Live entertainment will be provided all weekend with favorites like DSB  (die Schlauberger) and the German Hungarian Schuhplattler Dancers returning. For the younger set or “young German enthusiasts” as Colbert calls them, they will be able to enjoy a Punch and Judy show, readings of authentic German fairy tales, maypole dancing, as well as crafts and paper cutting. “And we have a German teacher from Williamsport who  will play the guitar and do German folk songs,” says Lenhart, who oversees the children’s activities for Augustoberfest.

Adding with a smile, “We take pretty good care of the kids.” 

For those attending the festival there will be a $10 admission fee with children 12 and under free. Parking will also be free. And new for this year will be the option of online ticket sales which will be available for purchase at www.augustoberfest.org. Tickets can also be purchased at the event. 

“It will feel good to be back,” says Colbert of the festival which requires the work of many volunteers year-round. 

Milissa Sibley is certainly looking forward to it. “Absolutely,” she says. 

Sibley, like so many others has been attending Augustoberfest since the early days. “I have always been drawn to my German heritage,” says Sibley, who grew up in Washington County. “My great-grandmother only spoke German.”

So great was Sibley’s interest in Germany that she studied the language and later went to work there. “It was always my dream to live in Germany,” she says. 

While there Sibley discovered that, “I lived 30 minutes away from where my family came from,” she says.  
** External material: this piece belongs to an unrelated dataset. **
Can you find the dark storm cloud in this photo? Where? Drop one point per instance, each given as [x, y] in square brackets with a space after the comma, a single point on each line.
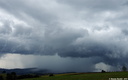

And in fact, “The lady I rented my house from in Germany worked in an archive, and I met her boss,” recalls Sibley. “He asked me where I was from, and I told him Maryland. He said, ‘You know that we have a lot of people from the Rheinland-Pfalz who emigrated to Hagerstown, Maryland. Do you know Hagerstown, Maryland?’ I said, ‘I sure do.’”

Sibley has fond memories of the festival – her little bit of Germany away from Germany. “One year the mayor of Wesel came,” she says. “I got to dance the polka with him.” As well as converse with him in his native German.

For Sibley it is the gemütlichkeit she says that brings her back year after year, even travelling all the way from where she was living in North Carolina at the time so she could attend the festival. 

“The word is German and means a feeling of cozy warmth, friendliness and good cheer with a sense of belonging,” says Sibley. “For me that’s Augustoberfest.”